The contact information of more than 80,000 users on the InfraGard portal is now thought to have been compromised, with hackers messaging members directly under an account posing as an FBI-vetted financial CEO.
InfraGard works with businesses to share information related to cyberattacks and other threats.
chief executive posing
The names and contact information of these members are for sale on Breached, a new cybercrime forum.
InfraGard vets its membership, which is made up of key personnel from cybersecurity firms contracted to deal with the security of state agencies such as water, utilities, transportation, healthcare and nuclear energy. The goal is to educate the FBI and companies about cybersecurity threats by exchanging information.
“This is an ongoing situation and we are unable to provide any additional information at this time,” the FBI said in response to the incident.
KrebsOnSafety (opens in a new tab) Contacted the seller on Breached who claimed they had applied for an InfraGard account under the guise of the actual CEO of a large credit company.
They used their names, Social Security numbers, email addresses (which they also claim were stolen) and phone numbers to fill out the application. The real CEO told KrebsOnSecurity they were never contacted by the FBI about the application.
While not expecting to be accepted, the hackers received an email from InfraGard in early December saying they were indeed approved.

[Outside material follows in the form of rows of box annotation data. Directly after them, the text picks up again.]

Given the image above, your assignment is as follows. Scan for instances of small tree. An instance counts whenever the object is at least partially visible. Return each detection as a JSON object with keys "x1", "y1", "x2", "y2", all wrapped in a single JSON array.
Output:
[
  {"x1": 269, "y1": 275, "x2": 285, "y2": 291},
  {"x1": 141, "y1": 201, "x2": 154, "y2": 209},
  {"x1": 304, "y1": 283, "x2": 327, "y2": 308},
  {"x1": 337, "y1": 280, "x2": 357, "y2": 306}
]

InfraGard requires multi-factor authentication, but users can choose to receive one-time codes via email instead of SMS. If they were forced to use only the phone, the hackers said they would be frustrated because they used the CEO’s real phone number, which they do not have access to.

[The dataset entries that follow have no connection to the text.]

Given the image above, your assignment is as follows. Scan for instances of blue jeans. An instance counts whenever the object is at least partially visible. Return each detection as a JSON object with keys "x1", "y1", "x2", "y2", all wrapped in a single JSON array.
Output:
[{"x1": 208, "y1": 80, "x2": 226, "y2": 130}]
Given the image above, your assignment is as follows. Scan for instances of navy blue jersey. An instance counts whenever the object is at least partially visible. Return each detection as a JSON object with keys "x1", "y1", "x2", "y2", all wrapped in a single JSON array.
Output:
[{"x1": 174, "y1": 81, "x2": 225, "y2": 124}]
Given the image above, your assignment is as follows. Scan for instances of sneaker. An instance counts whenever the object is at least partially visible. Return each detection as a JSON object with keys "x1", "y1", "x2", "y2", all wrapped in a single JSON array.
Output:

To actually steal the database, they claim they just exploited an API in the portal to help members connect with each other. They use a Python script to retrieve data from it, which contains information about each user.

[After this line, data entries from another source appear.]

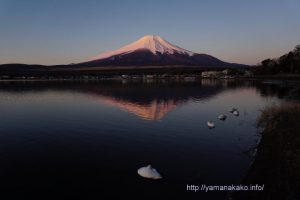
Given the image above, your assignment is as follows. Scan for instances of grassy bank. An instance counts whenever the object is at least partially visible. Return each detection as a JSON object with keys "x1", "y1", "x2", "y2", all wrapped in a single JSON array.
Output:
[{"x1": 234, "y1": 103, "x2": 300, "y2": 200}]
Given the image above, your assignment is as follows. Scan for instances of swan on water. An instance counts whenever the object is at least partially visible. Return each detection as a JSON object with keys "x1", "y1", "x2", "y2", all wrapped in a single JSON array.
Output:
[
  {"x1": 233, "y1": 110, "x2": 240, "y2": 116},
  {"x1": 137, "y1": 165, "x2": 162, "y2": 179},
  {"x1": 228, "y1": 108, "x2": 237, "y2": 113},
  {"x1": 218, "y1": 114, "x2": 227, "y2": 121},
  {"x1": 207, "y1": 121, "x2": 215, "y2": 128}
]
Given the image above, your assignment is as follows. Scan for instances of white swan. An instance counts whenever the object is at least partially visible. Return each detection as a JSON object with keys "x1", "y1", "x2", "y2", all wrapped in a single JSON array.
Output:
[
  {"x1": 137, "y1": 165, "x2": 162, "y2": 179},
  {"x1": 228, "y1": 108, "x2": 237, "y2": 113},
  {"x1": 218, "y1": 114, "x2": 227, "y2": 121},
  {"x1": 207, "y1": 121, "x2": 215, "y2": 128},
  {"x1": 233, "y1": 110, "x2": 240, "y2": 116}
]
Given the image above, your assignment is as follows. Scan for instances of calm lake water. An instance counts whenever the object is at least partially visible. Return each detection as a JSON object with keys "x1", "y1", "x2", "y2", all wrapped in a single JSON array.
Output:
[{"x1": 0, "y1": 80, "x2": 298, "y2": 199}]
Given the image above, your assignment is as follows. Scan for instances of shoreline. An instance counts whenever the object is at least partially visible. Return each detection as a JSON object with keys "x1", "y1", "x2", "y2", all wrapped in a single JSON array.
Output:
[{"x1": 233, "y1": 102, "x2": 300, "y2": 200}]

Although the information they obtained was basic and sometimes incomplete, the hackers claim their real motive was to continue to impersonate the CEO to contact other InfraGard members, perhaps in hopes of extracting more sensitive information.
The moderator for the Breached forum is Pompompurin, who has had ties to the FBI. Last year, they exploited a vulnerability in another information-sharing portal among the agency’s local law enforcement, gaining access to mass spam from legitimate FBI email addresses and IPs.